XML and UNICODE - a quarrelling couple

  • December 14, 2020
  • 返信数 1.
  • 509 ビュー

Obviously xml has nothing to do with x-mas...

This is my input file (UTF-8 with BOM):

 

 

 

<?xml version="1.0" encoding="UTF-8"?>
<saves>
<!-- is Does the prolog help for Unicode support? -->
<item>
<!-- what happens to this & that comment? -->
<name>Wäßrige lösung</name>
<info>Wenig substanz wird in viel wasser gelöst.</info>
...

 

 

 

This is my simple script:

 

 

 

// WriteXmlData-b.jsx
// Read UTF data and write it back
#target framemaker

main ();

function main () {
var oXmlSettings, xmlData, sXmlFile = "WriteXml.xml"; // file exists in same dir as this script;

$.bp(true);
xmlData = GetXMLdata (sXmlFile);
WriteXMLdata (xmlData, sXmlFile);
} // --- End main --------------------------------

function WriteXMLdata (xmlData, sXmlFile) { // =============================================
var fXmlFile;
fXmlFile = new File($.fileName.replace (/[^\\\/]+$/i , sXmlFile));

try {
fXmlFile.open("w");
fXmlFile.write(xmlData);
fXmlFile.close();
} catch (e) {
alert("" + e.message + "\nThere are problems writing the XML file!");
}
return true;
} // --- End WriteXML ----------------------------

function GetXMLdata (sXmlFile) { // =======================================================
var fXmlFile, xData;

if ((sXmlFile == null) || (sXmlFile == undefined)) {
return false;
} else {
fXmlFile = new File($.fileName.replace (/[^\\\/]+$/i , sXmlFile)); // file in script folder
}
if (fXmlFile.exists === false) {
alert ("XML file «" + sXmlFile + "» not found.");
return false;
}
fXmlFile.open("r");
try {
xData = new XML(fXmlFile.read());
fXmlFile.close();
return xData;
} catch (e) {
alert ("Read error on XML file «" + sXmlFile + "». Error:\n "+ e); fXmlFile.close();
return false;
}
} //--- end getXMLdata -----------------------------

 

 

 

When running this program step by step I see the internal presentation


After writing I see in the file (it is still UTF-8 with BOM):

  1. Where is the prologue?
  2. Why do I have Chinese characters?
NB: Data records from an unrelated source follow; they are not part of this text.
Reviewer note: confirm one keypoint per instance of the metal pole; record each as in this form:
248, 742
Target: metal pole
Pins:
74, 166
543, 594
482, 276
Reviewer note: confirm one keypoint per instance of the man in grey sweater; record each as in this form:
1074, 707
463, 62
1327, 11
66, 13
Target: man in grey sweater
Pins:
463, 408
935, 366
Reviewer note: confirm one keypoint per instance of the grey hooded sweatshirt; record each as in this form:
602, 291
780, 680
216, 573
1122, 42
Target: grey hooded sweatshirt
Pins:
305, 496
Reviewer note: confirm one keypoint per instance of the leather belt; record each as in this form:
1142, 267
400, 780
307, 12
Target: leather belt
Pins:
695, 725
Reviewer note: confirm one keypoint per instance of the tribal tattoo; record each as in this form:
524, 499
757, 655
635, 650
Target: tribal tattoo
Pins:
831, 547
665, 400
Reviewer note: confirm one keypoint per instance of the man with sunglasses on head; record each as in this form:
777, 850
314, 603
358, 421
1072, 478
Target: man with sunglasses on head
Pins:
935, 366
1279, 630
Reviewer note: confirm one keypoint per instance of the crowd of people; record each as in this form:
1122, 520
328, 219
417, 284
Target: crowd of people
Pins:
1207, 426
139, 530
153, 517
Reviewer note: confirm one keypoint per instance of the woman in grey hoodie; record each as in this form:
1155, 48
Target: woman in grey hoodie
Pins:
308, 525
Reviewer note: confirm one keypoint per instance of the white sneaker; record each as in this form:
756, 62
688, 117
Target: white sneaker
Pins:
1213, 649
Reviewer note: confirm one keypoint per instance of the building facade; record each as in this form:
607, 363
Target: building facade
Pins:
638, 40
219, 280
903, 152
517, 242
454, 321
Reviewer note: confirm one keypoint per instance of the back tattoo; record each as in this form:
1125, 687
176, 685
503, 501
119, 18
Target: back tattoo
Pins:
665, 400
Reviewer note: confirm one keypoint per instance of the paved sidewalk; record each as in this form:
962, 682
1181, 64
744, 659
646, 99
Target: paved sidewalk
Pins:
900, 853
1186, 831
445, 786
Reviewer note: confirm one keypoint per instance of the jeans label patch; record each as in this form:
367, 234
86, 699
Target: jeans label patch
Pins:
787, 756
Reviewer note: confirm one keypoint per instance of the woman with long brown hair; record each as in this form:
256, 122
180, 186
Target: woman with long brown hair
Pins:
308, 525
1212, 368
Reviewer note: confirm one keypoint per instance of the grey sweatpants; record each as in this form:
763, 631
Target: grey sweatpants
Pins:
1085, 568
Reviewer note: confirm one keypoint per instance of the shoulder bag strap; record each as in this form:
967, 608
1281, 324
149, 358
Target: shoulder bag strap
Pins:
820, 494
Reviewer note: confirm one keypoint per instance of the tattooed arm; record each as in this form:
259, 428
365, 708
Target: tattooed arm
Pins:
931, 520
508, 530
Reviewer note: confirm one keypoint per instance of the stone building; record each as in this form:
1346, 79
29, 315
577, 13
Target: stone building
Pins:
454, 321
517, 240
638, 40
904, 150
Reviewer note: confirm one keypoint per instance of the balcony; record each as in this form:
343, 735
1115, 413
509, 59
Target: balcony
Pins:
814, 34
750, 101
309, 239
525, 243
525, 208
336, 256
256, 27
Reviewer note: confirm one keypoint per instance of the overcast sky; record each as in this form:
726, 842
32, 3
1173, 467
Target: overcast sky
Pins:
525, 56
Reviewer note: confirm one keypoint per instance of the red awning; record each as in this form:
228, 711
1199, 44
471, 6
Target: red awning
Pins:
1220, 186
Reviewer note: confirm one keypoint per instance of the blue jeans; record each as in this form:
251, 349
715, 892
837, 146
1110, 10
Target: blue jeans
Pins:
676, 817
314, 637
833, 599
The strange characters actually are u4000, u07C0 and u6000.
  3. What is UNICODE good for XML if it is necessary to use entities for all but the ASCII characters?
このトピックへの返信は締め切られました。
解決に役立った回答 Klaus Göbel

Hello Klaus my friend,

if you save a file like this

fXmlFile.open("w");
fXmlFile.write(xmlData);

... then you create a new file that is saved as UTF-8.(hopefully but not sure)

 

But if you want to save a file with UTF-8 AND BOM, you have to do this:

    var BOM = "\uFEFF";
    fXmlFile.open('w');
    fXmlFile.encoding = "UTF-8";
    fXmlFile.write(BOM);
    fXmlFile.write(xmlData);

 

 

返信数 1

K.Daube
Community Expert
K.DaubeCommunity Expert作成者
Community Expert
December 14, 2020

This is absolutely strange:

I have modified the main script to use two files, one for input and one for output and also to explicitly keep the comments:

 

function main () { // ============================
var xmlData, sXmlFileIn = "WriteXml-saved.xml", sXmlFileOut = "WriteXml.xml";

$.bp(true);
oXmlSettings = XML.defaultSettings(); 
oXmlSettings.ignoreComments = false;  
XML.setSettings(oXmlSettings);        

xmlData = GetXMLdata (sXmlFileIn);
WriteXMLdata (xmlData, sXmlFileOut);
} // --- End main --------------------------------

 

Before running the script I checked the output file: it exists, is empty, is UTF-8 with BOM (and hence is 3 bytes long).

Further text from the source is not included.